Jens Lekman – Oh You're So Silent Jens Review


Link: Jens Lekman — and a tip: there are several free mp3 files for your listening pleasure.

The Inside Pulse:
I’d name drop the influences, but for several selfish and one good reason I won’t. For starters, I don’t want other acts to go out and try the combination because it just won’t work. Also, I want the indie fans to get to the bottom of the review, and if I start listing names they’ll be off sprinting to their preferred source of new music. Besides, a trip to allmusic.com will do that for you, so why bother. The one good reason is that the success of this disc has nothing to do with who Jens Lekman listens to or leans on. This album succeeds because of its humanity.

The premise of indie music is that by serving smaller audiences, acts and labels can make a more significant impact on the listeners that care. Too often though, it’s a matter of influences by numbers, leaving something cold in the center. The influences and references are clear on this album, but also clearly just a path to the ground-level truth. Jens Lekman makes emotionally rich pictures from real-life settings like Morrissey or Jonathan Richman (there go half the indie kids) while hopping from early sixties dream folk to dirge to garage pop to nineties indie rock with ease. The medium is not the message. This album calls the indie rock bluff (without being a referendum on indie rock) and forms a connection from the Swedish crooner to folks around the world. There is no prerequisites in indie 101 — just a pre-disposition to smart, honest pop music.

Positives:
“Someday I’ll be stuffed in a museum, scaring little kids, with the inscripture ‘Carpe Diem’ — something I never did” — and 100 lines just as good.

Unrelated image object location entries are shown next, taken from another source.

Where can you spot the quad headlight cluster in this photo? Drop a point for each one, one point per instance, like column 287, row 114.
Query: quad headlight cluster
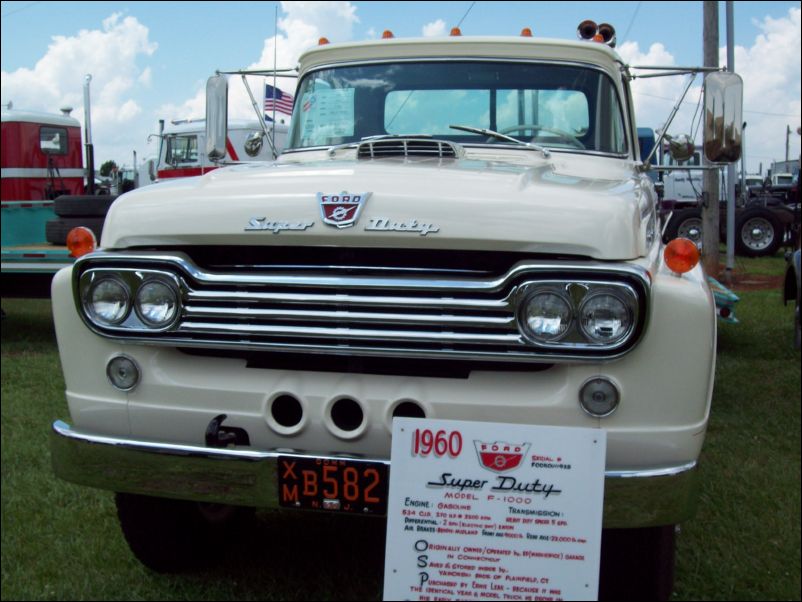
column 130, row 299
column 577, row 314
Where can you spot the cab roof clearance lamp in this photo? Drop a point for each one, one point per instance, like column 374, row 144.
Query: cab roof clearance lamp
column 603, row 33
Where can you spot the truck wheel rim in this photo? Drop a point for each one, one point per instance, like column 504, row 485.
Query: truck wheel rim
column 757, row 233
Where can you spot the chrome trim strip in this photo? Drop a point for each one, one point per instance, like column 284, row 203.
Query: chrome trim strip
column 351, row 316
column 632, row 498
column 350, row 333
column 315, row 299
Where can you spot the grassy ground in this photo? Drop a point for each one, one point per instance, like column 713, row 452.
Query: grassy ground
column 61, row 541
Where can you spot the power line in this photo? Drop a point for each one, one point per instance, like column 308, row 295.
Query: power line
column 466, row 14
column 20, row 9
column 792, row 116
column 631, row 21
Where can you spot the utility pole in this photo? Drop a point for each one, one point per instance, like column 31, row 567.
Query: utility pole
column 730, row 266
column 710, row 184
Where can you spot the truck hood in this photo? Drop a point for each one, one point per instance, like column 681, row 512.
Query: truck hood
column 569, row 204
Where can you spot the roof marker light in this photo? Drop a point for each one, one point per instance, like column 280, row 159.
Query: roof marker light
column 80, row 241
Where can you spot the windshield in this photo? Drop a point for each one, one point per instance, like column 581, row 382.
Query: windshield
column 556, row 106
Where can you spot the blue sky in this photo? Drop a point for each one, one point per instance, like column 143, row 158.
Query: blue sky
column 149, row 60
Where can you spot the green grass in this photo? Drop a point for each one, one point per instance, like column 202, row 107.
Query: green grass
column 60, row 541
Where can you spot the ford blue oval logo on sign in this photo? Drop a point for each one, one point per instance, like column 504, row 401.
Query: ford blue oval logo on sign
column 342, row 209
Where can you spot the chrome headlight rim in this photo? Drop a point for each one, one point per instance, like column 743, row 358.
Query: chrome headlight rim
column 176, row 295
column 523, row 308
column 629, row 305
column 91, row 312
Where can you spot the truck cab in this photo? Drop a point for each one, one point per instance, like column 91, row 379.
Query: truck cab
column 41, row 157
column 182, row 150
column 458, row 228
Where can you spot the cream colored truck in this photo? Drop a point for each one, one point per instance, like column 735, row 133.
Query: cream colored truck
column 458, row 228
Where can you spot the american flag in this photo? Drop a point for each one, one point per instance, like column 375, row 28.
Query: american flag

The Swedes know that coals give off more heat after the fire is out. Don’t be fooled by the cool-looking surfaces.

Jens shows no fear in appropriating anything, including — now famously in some circles — a Beat Happening clip that will shake the knees of anyone that will love this disk. “Pocketful of Money” is the track you should try if you’re on the fence.

Negatives: (A.K.A.: Why this isn’t the answer to war, cancer or hangnails)
Too many people will be begging the world to buy this album but it’s not for everyone, and I don’t mean that in a disdainful way. It simply speaks to its own audience without trying to loop in the whole world.

As a collection of previous releases, this album collects songs that are years old and some of it already sounds a bit dated.

Some of the goofy lines are too far afield — “I would not be accepted because I can’t dance the funky chicken” might be some people’s favorite line in context, but I doubt the rock and roll hall of fame is asking for the original lyric sheet.

Cross-breed:
Jonathan Richman, Morrissey, Magnetic Fields, Beck, Todd Rundgren and ABBA (almost kidding about that last one)

Reason to buy:
You use the word “pop” to define a musical genre, you want to say you were there before this ended up on every year-end top ten list (it’s already on a few taste-maker lists), or you like any of the references listed above.